Robot 18
Let’s try more than one connection. Do I need coroutines? Let’s try without. LEARNING: I seem not to be able to have multiple connections within this one program.
I’m supposing that our World server will have a collection of connections, including the server one, which will occasionally need to accept
a new robot connection, and a number of long-lasting robot connections, from which we will occasionally receive
a message and send
a reply.
In the fullness of time, the robot connections will close, at which point we can ditch them.
I’m going to assume that our response time to a message from a robot will be small, so that there is no need to figure out any kind of multi-tasking.
We will, however, need to have everyone’s timeouts set to zero, so that we don’t waste time waiting … but we don’t want to sit in a tight loop trying accept
or receive
over and over. There is a function select
that you give a collection of clients and servers, and when any of them has something to provide, the function returns. (I have no idea what goes on while you’re waiting, but using select
seems to be the thing you’re supposed to do.
I might start with the tight loop.
I’m not sure this can be built with anything much like a CodeaUnit test, though I will try. I think I will want to go through a series of steps, separated in time, triggering messages more or less at random. To start, I’ll just make a test like the most recent one, but with more than one client.
I’ll not report every line: I’ll be back when I have some progress or insight or disaster to report.
Well, That Won’t Work
_:test("Multiple clients not round robin", function()

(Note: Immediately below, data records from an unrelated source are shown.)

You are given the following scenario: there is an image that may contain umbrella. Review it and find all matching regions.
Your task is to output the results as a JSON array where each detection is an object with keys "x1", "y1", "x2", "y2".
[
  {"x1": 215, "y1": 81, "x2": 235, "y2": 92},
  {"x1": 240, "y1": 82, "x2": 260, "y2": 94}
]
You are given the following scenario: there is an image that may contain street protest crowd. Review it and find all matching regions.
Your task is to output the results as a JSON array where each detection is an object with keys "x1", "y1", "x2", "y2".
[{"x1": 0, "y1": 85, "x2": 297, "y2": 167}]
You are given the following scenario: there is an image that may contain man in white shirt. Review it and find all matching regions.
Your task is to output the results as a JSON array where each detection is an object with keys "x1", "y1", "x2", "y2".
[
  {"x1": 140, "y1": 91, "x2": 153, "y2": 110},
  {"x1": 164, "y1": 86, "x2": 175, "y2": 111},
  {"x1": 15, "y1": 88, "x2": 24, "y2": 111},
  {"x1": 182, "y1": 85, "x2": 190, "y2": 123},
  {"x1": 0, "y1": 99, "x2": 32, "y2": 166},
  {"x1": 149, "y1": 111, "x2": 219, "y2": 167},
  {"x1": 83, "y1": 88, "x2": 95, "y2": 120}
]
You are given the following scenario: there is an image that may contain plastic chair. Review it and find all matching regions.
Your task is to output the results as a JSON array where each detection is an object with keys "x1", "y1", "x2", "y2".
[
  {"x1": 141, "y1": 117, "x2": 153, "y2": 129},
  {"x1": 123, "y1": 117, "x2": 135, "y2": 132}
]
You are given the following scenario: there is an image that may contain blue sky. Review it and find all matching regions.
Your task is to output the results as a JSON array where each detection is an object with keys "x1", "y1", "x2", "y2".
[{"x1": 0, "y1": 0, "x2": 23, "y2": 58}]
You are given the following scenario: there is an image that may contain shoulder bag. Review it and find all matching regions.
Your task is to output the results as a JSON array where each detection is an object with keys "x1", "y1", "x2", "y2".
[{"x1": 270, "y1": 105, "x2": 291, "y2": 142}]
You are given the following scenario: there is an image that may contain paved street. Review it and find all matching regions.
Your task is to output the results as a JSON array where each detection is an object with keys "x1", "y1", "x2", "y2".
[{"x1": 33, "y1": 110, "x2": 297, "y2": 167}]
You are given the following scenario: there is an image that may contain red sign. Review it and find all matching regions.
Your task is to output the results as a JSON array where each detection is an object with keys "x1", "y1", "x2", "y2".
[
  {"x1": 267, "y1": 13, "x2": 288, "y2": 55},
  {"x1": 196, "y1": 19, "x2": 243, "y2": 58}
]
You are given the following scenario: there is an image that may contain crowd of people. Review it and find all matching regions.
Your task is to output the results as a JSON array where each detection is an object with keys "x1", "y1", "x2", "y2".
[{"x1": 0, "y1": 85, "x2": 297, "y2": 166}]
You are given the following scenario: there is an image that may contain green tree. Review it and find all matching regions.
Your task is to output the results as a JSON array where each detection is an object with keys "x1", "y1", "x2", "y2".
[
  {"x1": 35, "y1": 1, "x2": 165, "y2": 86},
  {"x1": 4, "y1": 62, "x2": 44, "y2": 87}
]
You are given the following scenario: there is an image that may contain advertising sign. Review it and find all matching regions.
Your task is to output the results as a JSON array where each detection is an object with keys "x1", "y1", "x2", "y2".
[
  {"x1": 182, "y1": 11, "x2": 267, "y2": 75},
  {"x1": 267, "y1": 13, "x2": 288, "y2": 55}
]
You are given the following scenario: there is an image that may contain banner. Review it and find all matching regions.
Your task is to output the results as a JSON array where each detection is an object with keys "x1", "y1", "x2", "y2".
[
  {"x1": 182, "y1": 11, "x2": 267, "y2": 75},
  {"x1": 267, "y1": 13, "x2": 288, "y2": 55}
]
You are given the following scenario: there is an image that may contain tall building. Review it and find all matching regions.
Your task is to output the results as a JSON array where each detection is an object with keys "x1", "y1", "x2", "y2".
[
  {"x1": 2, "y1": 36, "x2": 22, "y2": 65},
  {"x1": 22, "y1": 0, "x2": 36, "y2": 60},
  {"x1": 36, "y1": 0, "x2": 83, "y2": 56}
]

local server = getLocalServer(0)
local tcp = getTCP(0.01) -- can't be zero
local conn1 = tcp:connect(getMyIp(),8888)
_:expect(conn1).isnt(nil)
local conn2, error = tcp:connect(getMyIp(),8888)
_:expect(conn2, "conn2 "..error or "").isnt(nil)
end)
I just tried to make two connections, and this is the error:
5: Multiple clients not round robin conn2 already connected --
Actual: nil,
Expected: nil
So I guess a single program can’t have multiple connections to the same ip and port. Credible, though I don’t remember any docs saying that.
On StackOverflow, the replies seem to vary between absolutely no and absolutely yes.
Since I don’t really need to do multiple connections from one machine, let’s see if I can approach the situation a different way.
What Do I Need?
Well, right now I don’t really need anything, since I’m not going to run my own version or robot worlds on a network of iPads running Codea. (Might be amusing, though …)
I think I do need a credible ability to build a server that can handle multiple connections. I’m not sure what priority to give that. To test that with real connections … I’m not sure how I can do that, but I can certainly test it with some kind of fakes if need be.
I need to do the work on the JSON junk, boring though it is. If I am to be as careful as Hill, I need to test to be sure that all messages to the server return a valid message even if it is an error message.
And I need to get the robot-world connection to handle at least all the interesting cases of interaction, ideally all of them.
I do not feel it necessary to do everything in the Robot Worlds spec. My purpose here is to show you a bit about how I work with a program like this one, how I make decisions, what mistakes I make, and so on. So where a problem is likely to show up something new, I really want to go after it, and where it is more of the same, I am less interested.
I think I”ll probably proceed on a single robot-to-server hookup, perhaps finessing the whole TCP issue for now. In fact, I’m sure that with one connection I could run two robots. We’ll see.
But, for now, at least, I’m going to table additional work on TCP.
Slightly irritated by that outcome. Maybe I’ll get a good idea later.